‘What do we want? Reparations!’: Celebrating Juneteenth in Newark, N.J.

Over a hundred people rallied on Juneteenth in Newark, New Jersey, to demand reparations. The June 19 march and rally was organized by the People’s Organization for Progress.

People gathered at Market and Springfield avenues. Larry Hamm, POP’s chairperson, described the broken promise given to enslaved Africans during the U.S. Civil War.

Two hundred thousand Black soldiers and sailors fought in the Union Army and Navy. Over 40,000 were killed. In January 1865, General William Tecumseh Sherman issued field order No. 15, which turned over abandoned plantations to Black families. This order was later reversed by President Andrew Johnson, a former Tennessee slave master.

Hamm also reminded people that two days before, June 17, was the anniversary of the 2015 murder of nine Black people in Charleston, South Carolina, by neo-Nazi Dylann Roof.

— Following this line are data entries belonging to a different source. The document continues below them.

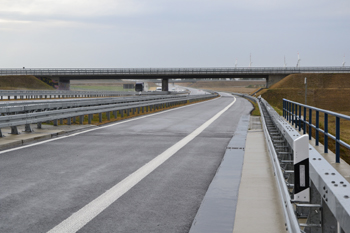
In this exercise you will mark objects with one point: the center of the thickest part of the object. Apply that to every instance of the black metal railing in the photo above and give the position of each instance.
(300, 116)
(174, 71)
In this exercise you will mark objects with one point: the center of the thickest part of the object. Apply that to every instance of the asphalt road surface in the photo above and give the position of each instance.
(147, 174)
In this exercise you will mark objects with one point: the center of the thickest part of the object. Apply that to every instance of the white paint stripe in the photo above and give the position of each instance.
(102, 127)
(80, 218)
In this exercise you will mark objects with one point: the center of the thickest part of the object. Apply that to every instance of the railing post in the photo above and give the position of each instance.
(317, 126)
(304, 121)
(293, 114)
(325, 133)
(289, 112)
(310, 122)
(337, 136)
(299, 118)
(296, 116)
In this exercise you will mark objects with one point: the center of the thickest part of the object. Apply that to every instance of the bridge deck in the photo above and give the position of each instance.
(258, 207)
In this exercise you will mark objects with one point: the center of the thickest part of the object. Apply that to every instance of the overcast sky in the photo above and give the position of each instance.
(169, 33)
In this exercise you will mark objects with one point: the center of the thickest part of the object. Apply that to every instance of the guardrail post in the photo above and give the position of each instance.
(299, 118)
(310, 122)
(89, 119)
(325, 133)
(14, 130)
(289, 112)
(317, 127)
(301, 169)
(337, 136)
(27, 128)
(304, 121)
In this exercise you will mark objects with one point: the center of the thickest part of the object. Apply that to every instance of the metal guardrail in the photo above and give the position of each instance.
(173, 71)
(292, 111)
(59, 114)
(246, 96)
(16, 107)
(329, 206)
(18, 94)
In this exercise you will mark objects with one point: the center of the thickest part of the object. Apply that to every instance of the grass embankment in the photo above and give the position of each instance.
(22, 82)
(96, 120)
(238, 86)
(326, 91)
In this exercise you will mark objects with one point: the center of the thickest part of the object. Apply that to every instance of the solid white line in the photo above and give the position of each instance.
(80, 218)
(102, 127)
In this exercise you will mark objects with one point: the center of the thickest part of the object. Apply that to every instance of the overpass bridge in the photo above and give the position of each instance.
(271, 74)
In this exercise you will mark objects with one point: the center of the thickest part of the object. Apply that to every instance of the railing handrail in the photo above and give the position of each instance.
(169, 71)
(291, 113)
(346, 117)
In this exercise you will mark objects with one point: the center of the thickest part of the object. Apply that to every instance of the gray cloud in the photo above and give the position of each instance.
(173, 33)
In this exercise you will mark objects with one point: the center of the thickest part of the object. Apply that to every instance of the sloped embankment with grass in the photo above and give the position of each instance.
(22, 82)
(327, 91)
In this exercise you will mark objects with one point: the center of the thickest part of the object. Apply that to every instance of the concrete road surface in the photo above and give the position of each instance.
(147, 174)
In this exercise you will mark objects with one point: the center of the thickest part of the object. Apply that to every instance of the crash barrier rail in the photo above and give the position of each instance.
(309, 187)
(17, 94)
(54, 115)
(245, 96)
(173, 71)
(300, 115)
(15, 107)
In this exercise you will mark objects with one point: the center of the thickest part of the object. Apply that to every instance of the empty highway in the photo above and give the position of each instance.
(145, 174)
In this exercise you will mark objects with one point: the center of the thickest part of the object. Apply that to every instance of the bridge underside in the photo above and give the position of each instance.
(64, 82)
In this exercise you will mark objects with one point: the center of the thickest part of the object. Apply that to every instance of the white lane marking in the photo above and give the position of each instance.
(102, 127)
(80, 218)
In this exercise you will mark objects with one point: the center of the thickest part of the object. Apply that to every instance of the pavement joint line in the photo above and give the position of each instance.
(102, 127)
(83, 216)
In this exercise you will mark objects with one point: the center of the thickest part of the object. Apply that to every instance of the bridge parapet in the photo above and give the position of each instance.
(329, 205)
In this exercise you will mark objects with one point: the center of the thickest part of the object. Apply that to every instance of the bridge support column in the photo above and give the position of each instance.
(274, 78)
(165, 84)
(64, 84)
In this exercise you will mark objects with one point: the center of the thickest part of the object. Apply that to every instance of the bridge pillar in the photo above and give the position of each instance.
(165, 84)
(64, 84)
(274, 78)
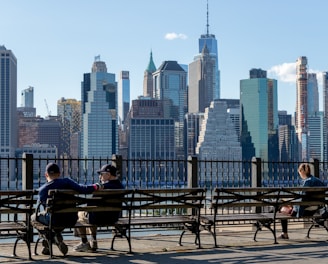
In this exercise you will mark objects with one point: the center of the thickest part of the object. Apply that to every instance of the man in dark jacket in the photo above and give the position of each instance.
(54, 181)
(109, 180)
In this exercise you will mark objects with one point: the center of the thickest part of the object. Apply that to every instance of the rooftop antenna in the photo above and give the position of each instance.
(49, 113)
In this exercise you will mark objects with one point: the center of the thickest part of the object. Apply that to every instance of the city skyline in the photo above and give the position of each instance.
(56, 42)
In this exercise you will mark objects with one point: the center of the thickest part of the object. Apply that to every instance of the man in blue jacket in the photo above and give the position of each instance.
(109, 180)
(52, 174)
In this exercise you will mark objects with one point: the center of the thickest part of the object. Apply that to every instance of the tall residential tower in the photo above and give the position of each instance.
(8, 102)
(99, 112)
(301, 116)
(209, 41)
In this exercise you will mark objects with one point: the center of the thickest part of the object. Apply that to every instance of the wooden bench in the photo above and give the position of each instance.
(61, 202)
(168, 208)
(16, 207)
(260, 207)
(140, 208)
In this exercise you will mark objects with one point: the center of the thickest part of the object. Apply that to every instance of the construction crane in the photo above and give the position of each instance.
(49, 113)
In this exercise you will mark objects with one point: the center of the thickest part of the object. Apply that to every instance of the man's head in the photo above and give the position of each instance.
(52, 171)
(107, 172)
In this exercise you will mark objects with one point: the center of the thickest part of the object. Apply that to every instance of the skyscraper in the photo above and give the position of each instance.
(170, 85)
(148, 78)
(317, 139)
(69, 114)
(287, 138)
(202, 81)
(259, 117)
(27, 103)
(325, 93)
(123, 96)
(218, 137)
(99, 137)
(150, 136)
(8, 102)
(28, 97)
(209, 41)
(313, 94)
(218, 140)
(301, 115)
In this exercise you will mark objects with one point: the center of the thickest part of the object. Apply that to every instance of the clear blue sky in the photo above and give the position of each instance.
(55, 41)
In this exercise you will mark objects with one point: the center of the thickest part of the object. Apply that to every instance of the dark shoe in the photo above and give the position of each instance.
(45, 250)
(60, 244)
(283, 236)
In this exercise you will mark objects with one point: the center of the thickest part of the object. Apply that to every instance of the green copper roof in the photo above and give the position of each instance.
(151, 65)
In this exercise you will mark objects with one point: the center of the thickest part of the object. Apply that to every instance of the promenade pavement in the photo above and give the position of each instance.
(234, 247)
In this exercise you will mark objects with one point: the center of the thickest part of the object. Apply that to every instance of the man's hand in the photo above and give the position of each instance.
(99, 186)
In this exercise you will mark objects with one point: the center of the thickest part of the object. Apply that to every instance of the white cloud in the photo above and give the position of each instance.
(173, 35)
(285, 72)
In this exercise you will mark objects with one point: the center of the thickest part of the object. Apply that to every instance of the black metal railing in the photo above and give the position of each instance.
(28, 172)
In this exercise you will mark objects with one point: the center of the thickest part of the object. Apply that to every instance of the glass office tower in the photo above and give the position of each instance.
(170, 85)
(8, 110)
(259, 117)
(99, 136)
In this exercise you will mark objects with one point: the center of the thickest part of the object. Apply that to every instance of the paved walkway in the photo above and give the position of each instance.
(235, 247)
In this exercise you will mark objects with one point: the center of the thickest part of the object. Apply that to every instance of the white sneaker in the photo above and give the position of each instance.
(82, 247)
(93, 245)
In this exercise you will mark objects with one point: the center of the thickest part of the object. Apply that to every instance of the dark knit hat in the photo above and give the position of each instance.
(108, 168)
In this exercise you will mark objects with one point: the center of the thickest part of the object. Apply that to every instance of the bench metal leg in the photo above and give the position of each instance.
(23, 236)
(121, 231)
(267, 225)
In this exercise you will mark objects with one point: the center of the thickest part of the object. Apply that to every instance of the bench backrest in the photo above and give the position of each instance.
(68, 201)
(14, 203)
(156, 202)
(247, 198)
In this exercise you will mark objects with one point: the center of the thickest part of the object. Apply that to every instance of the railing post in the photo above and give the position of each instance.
(27, 180)
(256, 177)
(117, 161)
(256, 172)
(314, 166)
(27, 171)
(192, 171)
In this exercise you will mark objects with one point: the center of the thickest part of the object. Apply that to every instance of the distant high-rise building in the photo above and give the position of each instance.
(218, 140)
(202, 82)
(99, 136)
(317, 139)
(123, 96)
(28, 97)
(218, 137)
(170, 85)
(148, 78)
(325, 93)
(69, 114)
(27, 103)
(313, 94)
(259, 117)
(149, 134)
(301, 115)
(8, 103)
(209, 41)
(193, 124)
(287, 138)
(37, 130)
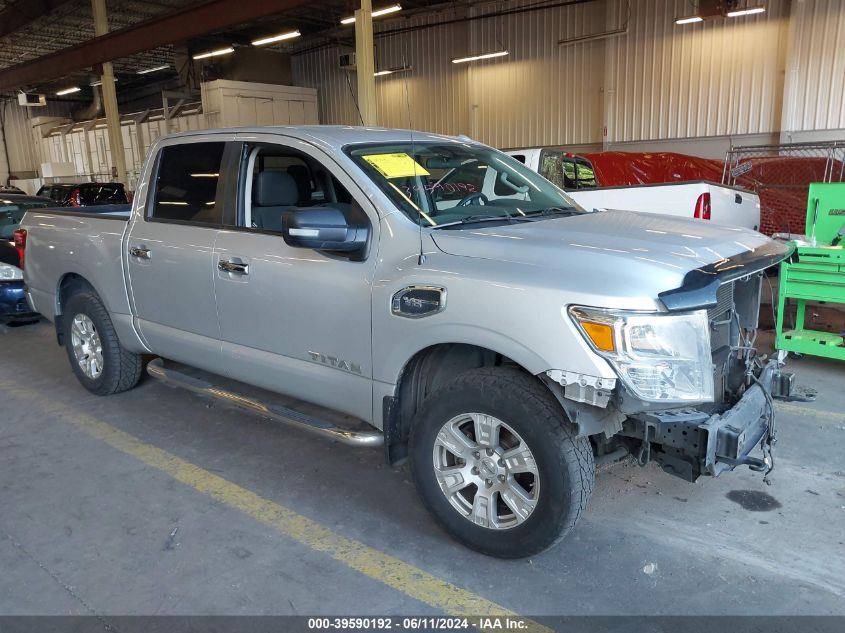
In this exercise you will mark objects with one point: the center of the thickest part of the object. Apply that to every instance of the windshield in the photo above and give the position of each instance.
(440, 184)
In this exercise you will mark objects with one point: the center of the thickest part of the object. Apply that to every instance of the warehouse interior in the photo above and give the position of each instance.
(176, 507)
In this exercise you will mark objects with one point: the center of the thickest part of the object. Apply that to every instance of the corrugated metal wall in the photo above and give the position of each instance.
(715, 78)
(658, 81)
(815, 80)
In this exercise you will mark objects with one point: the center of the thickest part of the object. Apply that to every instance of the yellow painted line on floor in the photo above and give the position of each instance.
(803, 410)
(404, 577)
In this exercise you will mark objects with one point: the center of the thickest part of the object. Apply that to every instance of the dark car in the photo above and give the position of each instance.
(84, 194)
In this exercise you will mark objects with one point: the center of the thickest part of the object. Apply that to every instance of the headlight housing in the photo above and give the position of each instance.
(10, 273)
(663, 358)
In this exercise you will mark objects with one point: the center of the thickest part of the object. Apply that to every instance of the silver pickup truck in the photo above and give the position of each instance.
(503, 342)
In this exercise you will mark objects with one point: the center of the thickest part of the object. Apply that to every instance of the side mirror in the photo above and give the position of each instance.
(323, 229)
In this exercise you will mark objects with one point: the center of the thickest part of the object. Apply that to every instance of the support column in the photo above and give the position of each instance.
(365, 61)
(101, 27)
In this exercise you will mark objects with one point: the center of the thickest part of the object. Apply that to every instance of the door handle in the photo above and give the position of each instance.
(233, 267)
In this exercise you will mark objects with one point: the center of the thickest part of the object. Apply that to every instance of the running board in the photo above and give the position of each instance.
(280, 413)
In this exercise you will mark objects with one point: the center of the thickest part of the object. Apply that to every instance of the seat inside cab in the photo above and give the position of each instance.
(289, 181)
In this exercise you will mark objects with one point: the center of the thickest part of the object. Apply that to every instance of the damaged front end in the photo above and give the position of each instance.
(738, 427)
(694, 395)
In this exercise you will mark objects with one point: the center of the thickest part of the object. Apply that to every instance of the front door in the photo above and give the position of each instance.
(294, 320)
(170, 253)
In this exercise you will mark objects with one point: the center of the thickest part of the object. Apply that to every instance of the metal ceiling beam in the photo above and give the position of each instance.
(177, 26)
(18, 14)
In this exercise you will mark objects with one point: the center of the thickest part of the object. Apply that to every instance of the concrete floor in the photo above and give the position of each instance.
(90, 524)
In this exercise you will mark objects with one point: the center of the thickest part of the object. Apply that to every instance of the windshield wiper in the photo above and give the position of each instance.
(475, 219)
(550, 211)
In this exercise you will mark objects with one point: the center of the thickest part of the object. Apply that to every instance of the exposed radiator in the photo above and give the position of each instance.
(724, 301)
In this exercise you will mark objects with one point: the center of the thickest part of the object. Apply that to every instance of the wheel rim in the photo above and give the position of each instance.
(486, 471)
(87, 347)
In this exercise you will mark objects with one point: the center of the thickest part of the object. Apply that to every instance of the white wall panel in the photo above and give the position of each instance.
(815, 81)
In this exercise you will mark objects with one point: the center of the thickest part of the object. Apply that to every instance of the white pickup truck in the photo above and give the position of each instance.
(701, 200)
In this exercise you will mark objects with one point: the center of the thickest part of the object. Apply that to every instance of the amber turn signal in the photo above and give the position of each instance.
(601, 334)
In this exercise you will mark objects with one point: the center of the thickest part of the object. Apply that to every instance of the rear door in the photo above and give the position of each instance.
(295, 320)
(170, 251)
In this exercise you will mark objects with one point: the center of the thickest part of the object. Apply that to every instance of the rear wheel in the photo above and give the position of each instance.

The massacre happened in the Emanuel African Methodist Episcopal Church. One of the church’s founders was the slave revolt leader Denmark Vesey.

The day before these killings, Trump announced his presidential candidacy by denouncing Mexicans as “rapists.”

Another speaker at the Juneteenth rally was Newark Mayor Ras Baraka, whose father, the poet and activist Amiri Baraka, was brutalized by police during the 1967 Newark Rebellion. 

Baba Zayid demanded reparations and justice. Dayvus Leesa denounced the attempted frame-up of Omali Yeshitela and other members and supporters of the Uhuru Movement for opposing the U.S./NATO war against Russia.   

Dozens of drivers passing by the rally honked their horns in support. They could see the wonderfully large, banner-like signs that are a feature of POP’s activities.    

One of the signs read, “Stop the Ban & Attacks on Black History.”

Revenge for Newark Rebellion

People marched to the corners of Broad and Market, the center of Newark. They passed the site of the old Bamberger’s – later Macy’s – department store that closed 30 years ago. Larry Hamm has told of how Black shoppers weren’t allowed to use the fitting rooms there.

Department stores have been shut down In many Black-majority cities like Newark. The 2 million square foot Hudson’s department store in Detroit was closed in the 1970s.

Four department stores that were once at the corners of Lexington and Howard streets in Baltimore are no more. Black and poor people are forced to go to the suburbs to shop.

A Dollar General store now occupies part of the 11-story, 1.2 million square foot Bamberger’s site.

The billionaire class has never forgiven the 1967 Newark Rebellion against racism. The closing of factories, like the Westinghouse plants, has helped impoverish the city.

But the people of Newark are fighting back.